Sunday, June 3, 2012

and the story goes

Najaro.
malam itu akhirnya datang, sesuatu yang sudah ingin dilupakan, tapi tetap saja bayangannya membekas di hati dan sanubari, bicarakan bagian paling belakang dalam dua tempat itu, tersembunyi dalam suatu sel, menunggu waktunya untuk kemudian terlepas dan menguasai emosi.
najaro tetap merasakan ketakutan itu semakin mendekat, bahkan dengan kesantaiannya menikmati hidup, terkadang terbersit pula keadaan itu. dia yang kuat dari luar, dan yang tangguh dihadapan semua, harus tunduk malam ini pada suatu perasaan luar biasa yang tak mampu dihindari.
air mata yang sudah begitu lama tersimpan dan tak pernah keluar, tampak mengaliri pipinya,bukan setetes dua tetes, airmata ini yang tak pernah begitu saja keluar sudah mengalir tanpa henti dari satu jam yang lalu.
bingung dan kalut yang dirasa tidak mampu terjawab oleh hanya air mata yang terus mengalir, emosi yang tersimpan begitu lama terus saja terbalaskan oleh deras alirannya.Naj, akhirnya mengusap air matanya.
sesenggukan dia berkata pada dirinya sendiri "it's over naj, it's over" .
dan dia kembali menatap dunia dengan senyumnya. dan memahami bahwa bahkan orang terkuat pun harus kalah dalam memori terberatnya.

Mario.
tidur dengan tenang merupakan barang mahal baru baginya. sudah 1 minggu sejak kepergiannya mengejar passion yang dia cari, dan hingga sekarang dia tak mampu bahkan menenangkan hati.
"jika ini merupakan keinginan, kenapa pikiran harus menahan beban?" begitu katanya suatu hari didepan cermin besar dikamarnya.
dan kali ini , di tengah malam lagi, disebelah orang yang paling dia sayangi, mario terbangun sekali lagi, tidak kembali terlelap, namun menatap kosong pada tv yang nyala, dan mengusap rambut kekasihnya yang tertidur kelelahan.

Najaro.
Semalam luar biasa, kalut dan emosi keluar menjadi satu dalam beberapa baris senggukan dan beberapa tetes air mata, tidak perlu ada yang tahu, bahkan dirinya sendiri menampik keinginan untuk mengingat tangisan itu, bukan karena ingin lupa, namun kenangan itu terlalu pedih, dan terlalu meninggalkan rasa kehilangan yang luar biasa, yang bahkan najaro sendiri tidak mampu menahannya.
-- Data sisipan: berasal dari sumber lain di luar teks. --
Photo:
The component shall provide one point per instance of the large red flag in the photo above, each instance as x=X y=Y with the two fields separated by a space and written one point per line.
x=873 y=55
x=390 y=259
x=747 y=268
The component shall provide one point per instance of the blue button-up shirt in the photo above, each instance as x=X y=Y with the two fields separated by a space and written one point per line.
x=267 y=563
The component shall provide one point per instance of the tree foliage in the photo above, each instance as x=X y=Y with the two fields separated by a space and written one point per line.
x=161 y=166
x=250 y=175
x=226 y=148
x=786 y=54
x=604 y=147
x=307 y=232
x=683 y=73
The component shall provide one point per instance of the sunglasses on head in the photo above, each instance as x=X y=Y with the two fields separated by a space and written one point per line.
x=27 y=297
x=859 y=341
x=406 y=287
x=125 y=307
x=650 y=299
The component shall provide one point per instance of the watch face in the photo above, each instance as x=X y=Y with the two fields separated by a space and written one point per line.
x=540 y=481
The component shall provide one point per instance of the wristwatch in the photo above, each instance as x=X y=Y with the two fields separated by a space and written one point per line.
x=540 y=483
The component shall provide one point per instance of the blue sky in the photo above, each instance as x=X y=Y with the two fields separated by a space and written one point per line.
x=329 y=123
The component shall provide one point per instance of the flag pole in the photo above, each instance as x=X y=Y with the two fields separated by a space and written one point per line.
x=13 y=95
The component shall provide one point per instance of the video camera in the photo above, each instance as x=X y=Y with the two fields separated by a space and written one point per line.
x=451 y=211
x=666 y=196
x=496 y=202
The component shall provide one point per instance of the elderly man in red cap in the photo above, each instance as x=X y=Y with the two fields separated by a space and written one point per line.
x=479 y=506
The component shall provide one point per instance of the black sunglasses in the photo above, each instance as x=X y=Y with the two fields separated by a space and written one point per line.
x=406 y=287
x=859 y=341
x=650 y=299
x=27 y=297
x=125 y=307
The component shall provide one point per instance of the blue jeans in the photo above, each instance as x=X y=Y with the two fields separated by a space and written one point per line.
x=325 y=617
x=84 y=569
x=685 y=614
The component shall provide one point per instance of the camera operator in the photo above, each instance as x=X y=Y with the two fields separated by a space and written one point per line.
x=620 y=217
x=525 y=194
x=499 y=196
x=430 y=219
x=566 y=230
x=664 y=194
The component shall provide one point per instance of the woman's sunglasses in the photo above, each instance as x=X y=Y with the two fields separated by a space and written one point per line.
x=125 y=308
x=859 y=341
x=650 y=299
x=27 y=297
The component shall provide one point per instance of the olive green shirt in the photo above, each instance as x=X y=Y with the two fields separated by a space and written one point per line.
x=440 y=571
Najaro, yang terbiasa menjadi orang yang terkuat dalam suau kelompok, dalam suatu hubungan tidak pernah mempercayai dirinya sebegitu lemahnya dalam melawan memori masalalu. kalah, namun berusaha bangkit, pagi ini dia bersyukur masih mampu menjadi orang terkuat dalam suatu hubungan yang luar biasa ini. bagi sebagian orang terlihat melelahkan, namun baginya ini menggiurkan, Naj tidak pernah mendamba hubungan sepele antara pasangan yang sedang mabuk cinta, dia mengarahkan hubungan yang semula mungkin kearah sana, menjadi sesuatu yang bahkan lebih berharga dari permata, namun serapuh itu pula dihadapan semuanya. dan Naj tau, akan ada akibat dari semua yang dia perjuangkan.